Wieviel weniger CO2?
Je nachdem, wie Erwerbszeitverminderung zu (teilweisen) Einkommensrückgängen und (evtl. verstärktem) Konsumverhalten führt, errechnet die Studie in verschiedenen Szenarien im günstigsten Fall (ohne Lohnausgleich!) einen Rückgang der Treibhausgasemissionen von 2,2 Prozent, im ungünstigsten Fall (voller Lohnausgleich, «konsumorientierte Zeitnutzung») sogar eine Steigerung von 0,6 Prozent.
Des weiteren macht die Studie positive Vorschläge zu Verhaltens- und Konsumänderungen bei Arbeitszeitverkürzung. Sie kann dabei an positive Erfahrungen aus anderen Ländern anknüpfen. Doch erweckt dies den Eindruck, dass Hauptgründe für eine Erwerbszeitverminderung die Arbeitsbedingungen und die Bekämpfung der Erwerbslosigkeit bleiben, ein möglicher Klimaeffekt dagegen eher auf der Hoffnung beruht, die frei gewordene Zeit werde klimagünstig genutzt, als auf handfesten Grundlagen.
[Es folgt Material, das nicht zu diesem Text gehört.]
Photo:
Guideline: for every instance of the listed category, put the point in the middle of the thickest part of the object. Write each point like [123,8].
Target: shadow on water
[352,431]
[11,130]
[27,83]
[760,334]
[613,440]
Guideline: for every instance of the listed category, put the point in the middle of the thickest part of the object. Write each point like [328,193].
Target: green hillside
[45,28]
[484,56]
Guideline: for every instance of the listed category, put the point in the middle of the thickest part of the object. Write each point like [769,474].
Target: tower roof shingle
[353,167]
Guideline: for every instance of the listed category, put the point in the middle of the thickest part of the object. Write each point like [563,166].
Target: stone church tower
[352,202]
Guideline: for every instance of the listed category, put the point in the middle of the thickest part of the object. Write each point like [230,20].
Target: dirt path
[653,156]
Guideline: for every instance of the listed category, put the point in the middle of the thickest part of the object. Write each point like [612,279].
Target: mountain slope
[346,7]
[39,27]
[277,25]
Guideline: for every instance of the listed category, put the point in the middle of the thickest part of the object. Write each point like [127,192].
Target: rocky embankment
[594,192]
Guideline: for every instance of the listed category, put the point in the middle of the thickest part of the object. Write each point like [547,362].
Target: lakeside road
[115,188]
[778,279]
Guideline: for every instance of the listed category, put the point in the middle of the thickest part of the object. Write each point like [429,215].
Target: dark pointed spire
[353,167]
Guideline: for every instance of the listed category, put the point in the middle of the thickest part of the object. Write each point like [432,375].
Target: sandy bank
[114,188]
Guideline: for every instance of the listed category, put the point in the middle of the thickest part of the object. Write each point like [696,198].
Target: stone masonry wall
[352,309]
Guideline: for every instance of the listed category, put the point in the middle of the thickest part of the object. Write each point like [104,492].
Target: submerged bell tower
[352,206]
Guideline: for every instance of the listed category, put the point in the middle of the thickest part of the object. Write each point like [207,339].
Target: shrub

Eine Studie in Großbritannien ergibt, dass eine CO2-Einsparung von rund 20 Prozent erreicht werden könnte, wenn die 4-Tage-Woche eingeführt würde. Das zeigt, wie groß der Spielraum für Spekulationen hier ist. Wer sich auf solche Studien stützen mag, um die Forderung nach einer Erwerbszeitverkürzung zu unterstützen, sollte sich über die begrenzten Grundlagen der errechneten Zahlen klar sein.
Angesichts der komplizierten Annahmen und Berechnungen schreiben die Autoren zu Recht, dass die Umsetzung eines solchen Szenarios in ein positives politisches Klima sowie in einen allgemeinen gesellschaftlichen Wandel bei der Arbeit und für eine nachhaltige Nutzung der freien Zeit eingebettet sein muss.
Quellen: www.umweltbundesamt.de/publikationen/arbeitszeitverkuerzung-gut-fuers-klima; www.theguardian.com/environment/2021/may/27.